Le message de Yuri Andrukhovych aux citoyens européens (22 janvier). Traduit par Liudmyla P.
Chers Amis,
et surtout les journalistes et les rédacteurs étrangers.
Ces jours-ci, plusieurs d’entre vous me demandent de décrire la situation actuelle à Kyïv et en Ukraine en général, ainsi que mon évaluation des événements et une vision du futur proche au moins.
Etant donné que je ne pourrais physiquement pas écrire un vaste article analytique pour chacun d’entre vous en personne, j’ai décidé de préparer ce court message que chacun d’entre vous pourra utiliser selon ses besoins.
Les choses les plus importantes que je dois évoquer sont les suivantes.
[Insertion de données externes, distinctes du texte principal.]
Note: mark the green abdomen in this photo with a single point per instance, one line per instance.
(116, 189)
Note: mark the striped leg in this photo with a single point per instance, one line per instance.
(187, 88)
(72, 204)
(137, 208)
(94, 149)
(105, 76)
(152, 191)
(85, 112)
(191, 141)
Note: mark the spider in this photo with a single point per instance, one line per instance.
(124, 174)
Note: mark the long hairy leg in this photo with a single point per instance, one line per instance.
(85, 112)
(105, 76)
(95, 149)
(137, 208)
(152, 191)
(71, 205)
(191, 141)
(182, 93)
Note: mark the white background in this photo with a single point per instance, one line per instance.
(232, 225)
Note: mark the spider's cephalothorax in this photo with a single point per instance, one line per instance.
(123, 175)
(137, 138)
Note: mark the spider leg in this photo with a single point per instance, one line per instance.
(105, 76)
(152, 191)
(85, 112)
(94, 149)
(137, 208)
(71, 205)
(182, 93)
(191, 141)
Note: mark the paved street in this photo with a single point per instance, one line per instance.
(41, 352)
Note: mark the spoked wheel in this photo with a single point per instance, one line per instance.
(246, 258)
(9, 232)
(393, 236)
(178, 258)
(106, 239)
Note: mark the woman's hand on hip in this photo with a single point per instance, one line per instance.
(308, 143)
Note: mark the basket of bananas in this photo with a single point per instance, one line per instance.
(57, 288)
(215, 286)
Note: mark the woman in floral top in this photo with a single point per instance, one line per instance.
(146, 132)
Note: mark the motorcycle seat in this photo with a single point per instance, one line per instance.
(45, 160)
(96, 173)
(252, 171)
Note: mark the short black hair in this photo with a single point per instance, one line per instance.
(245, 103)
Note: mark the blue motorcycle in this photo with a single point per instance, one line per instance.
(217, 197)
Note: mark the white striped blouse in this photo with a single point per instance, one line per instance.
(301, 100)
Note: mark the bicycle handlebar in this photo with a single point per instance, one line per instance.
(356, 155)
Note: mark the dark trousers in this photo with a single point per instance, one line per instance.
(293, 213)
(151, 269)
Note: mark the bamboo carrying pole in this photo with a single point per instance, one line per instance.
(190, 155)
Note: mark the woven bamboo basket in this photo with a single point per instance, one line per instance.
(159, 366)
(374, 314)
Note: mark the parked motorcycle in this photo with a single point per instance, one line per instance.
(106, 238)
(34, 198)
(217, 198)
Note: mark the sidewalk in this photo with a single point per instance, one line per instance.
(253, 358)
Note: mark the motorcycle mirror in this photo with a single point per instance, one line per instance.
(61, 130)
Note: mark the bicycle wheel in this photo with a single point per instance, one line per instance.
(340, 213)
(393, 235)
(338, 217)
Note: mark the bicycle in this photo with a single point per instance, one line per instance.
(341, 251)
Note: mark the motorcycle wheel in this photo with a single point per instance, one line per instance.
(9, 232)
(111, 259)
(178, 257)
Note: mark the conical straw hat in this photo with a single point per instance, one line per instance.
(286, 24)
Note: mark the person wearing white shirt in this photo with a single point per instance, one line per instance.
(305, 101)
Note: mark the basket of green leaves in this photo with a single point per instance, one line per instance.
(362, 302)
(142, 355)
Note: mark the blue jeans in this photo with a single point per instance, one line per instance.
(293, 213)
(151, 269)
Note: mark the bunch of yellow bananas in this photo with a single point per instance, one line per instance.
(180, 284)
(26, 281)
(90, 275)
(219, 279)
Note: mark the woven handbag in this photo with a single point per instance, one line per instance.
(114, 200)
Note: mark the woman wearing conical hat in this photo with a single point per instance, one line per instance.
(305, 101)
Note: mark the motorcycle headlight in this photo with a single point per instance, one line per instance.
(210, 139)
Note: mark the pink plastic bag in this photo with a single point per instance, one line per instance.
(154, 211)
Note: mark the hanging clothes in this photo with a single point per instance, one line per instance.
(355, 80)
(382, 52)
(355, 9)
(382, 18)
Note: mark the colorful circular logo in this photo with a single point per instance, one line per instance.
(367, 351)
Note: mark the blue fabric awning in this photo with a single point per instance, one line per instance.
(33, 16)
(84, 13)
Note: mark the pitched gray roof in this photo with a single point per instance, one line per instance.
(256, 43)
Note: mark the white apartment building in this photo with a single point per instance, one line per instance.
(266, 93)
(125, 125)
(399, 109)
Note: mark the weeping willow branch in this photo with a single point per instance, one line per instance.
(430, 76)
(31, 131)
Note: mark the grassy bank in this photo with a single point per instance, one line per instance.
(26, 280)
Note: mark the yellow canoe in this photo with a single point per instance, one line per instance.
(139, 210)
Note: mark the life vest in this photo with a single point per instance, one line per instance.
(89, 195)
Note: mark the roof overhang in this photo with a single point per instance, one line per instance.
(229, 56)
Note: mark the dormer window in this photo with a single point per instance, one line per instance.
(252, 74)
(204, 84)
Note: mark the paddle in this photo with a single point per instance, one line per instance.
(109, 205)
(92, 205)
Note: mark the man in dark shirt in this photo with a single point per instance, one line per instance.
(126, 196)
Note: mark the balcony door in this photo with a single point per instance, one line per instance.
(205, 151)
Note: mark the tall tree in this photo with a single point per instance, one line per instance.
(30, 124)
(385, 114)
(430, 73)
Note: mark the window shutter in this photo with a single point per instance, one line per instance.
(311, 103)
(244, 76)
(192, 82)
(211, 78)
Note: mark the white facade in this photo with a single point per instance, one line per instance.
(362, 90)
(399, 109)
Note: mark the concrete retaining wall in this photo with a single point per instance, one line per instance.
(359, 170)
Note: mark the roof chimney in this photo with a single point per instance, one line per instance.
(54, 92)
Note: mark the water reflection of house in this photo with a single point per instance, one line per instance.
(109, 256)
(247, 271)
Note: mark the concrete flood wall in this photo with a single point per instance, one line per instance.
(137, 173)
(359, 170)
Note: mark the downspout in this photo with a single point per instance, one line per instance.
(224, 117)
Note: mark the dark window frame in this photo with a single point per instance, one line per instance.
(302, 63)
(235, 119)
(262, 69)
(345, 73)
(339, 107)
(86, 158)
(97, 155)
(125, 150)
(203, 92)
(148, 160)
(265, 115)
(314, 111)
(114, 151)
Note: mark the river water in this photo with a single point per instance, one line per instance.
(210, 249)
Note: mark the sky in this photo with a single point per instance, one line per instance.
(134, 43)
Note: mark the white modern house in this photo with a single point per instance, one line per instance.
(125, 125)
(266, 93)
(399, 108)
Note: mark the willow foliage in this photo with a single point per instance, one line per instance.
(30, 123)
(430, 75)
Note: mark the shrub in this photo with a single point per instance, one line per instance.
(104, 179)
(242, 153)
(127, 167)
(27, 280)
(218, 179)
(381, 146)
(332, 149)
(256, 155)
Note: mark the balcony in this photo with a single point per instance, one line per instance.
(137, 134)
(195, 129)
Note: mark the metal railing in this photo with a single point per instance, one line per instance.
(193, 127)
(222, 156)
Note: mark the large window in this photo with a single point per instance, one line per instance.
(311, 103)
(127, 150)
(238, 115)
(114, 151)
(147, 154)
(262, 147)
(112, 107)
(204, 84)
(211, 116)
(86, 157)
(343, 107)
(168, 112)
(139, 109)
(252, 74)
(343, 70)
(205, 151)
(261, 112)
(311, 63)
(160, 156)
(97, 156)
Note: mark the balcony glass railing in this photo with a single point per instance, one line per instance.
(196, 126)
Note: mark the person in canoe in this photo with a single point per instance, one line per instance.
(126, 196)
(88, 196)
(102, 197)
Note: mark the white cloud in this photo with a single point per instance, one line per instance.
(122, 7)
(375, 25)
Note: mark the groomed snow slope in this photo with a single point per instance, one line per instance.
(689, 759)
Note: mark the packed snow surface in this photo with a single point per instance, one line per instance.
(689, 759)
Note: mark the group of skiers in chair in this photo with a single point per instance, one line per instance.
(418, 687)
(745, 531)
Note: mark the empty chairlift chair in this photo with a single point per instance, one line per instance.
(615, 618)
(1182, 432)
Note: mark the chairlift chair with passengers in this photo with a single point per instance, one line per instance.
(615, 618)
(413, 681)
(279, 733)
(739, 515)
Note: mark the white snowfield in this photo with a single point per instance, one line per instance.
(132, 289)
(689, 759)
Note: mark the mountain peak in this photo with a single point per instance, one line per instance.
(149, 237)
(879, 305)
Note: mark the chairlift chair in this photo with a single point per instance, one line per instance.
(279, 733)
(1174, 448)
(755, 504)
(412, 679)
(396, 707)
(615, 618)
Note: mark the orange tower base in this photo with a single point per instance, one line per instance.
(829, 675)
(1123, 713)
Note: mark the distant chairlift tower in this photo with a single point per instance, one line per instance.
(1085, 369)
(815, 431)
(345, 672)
Depuis quatre années incomplètes de son gouvernement, le régime de M. Ianoukovytch a mené le pays jusqu’à un niveau de tension extrême. Encore pire, il s’est lui-même enfermé dans une impasse où il doit se maintenir au pouvoir pour toujours et par tous les moyens. Sinon, il lui incombera une sévère responsabilité criminelle. Les proportions de tout ce qui est détourné et usurpé outrepasse les limites de la cupidité humaine.
Pour le troisième mois d’affilée, l’unique réponse dont use ce régime envers les manifestants est la violence. De plus, cette violence est croissante et revêt de plusieurs aspects : les attaques des unités spéciales de police sur Maïdan s’associent aux traques individuelles des activistes de l’opposition et des simples participants aux manifestations (la filature, le tabassage, la mise à feu des voitures et des maisons, l’intrusion dans les domiciles, les arrestations, les procès à la chaîne).
Le mot clé est l’intimidation. Puisque cela ne fonctionne pas et que les gens manifestent encore plus massivement, le pouvoir applique des répressions de plus en plus impitoyables.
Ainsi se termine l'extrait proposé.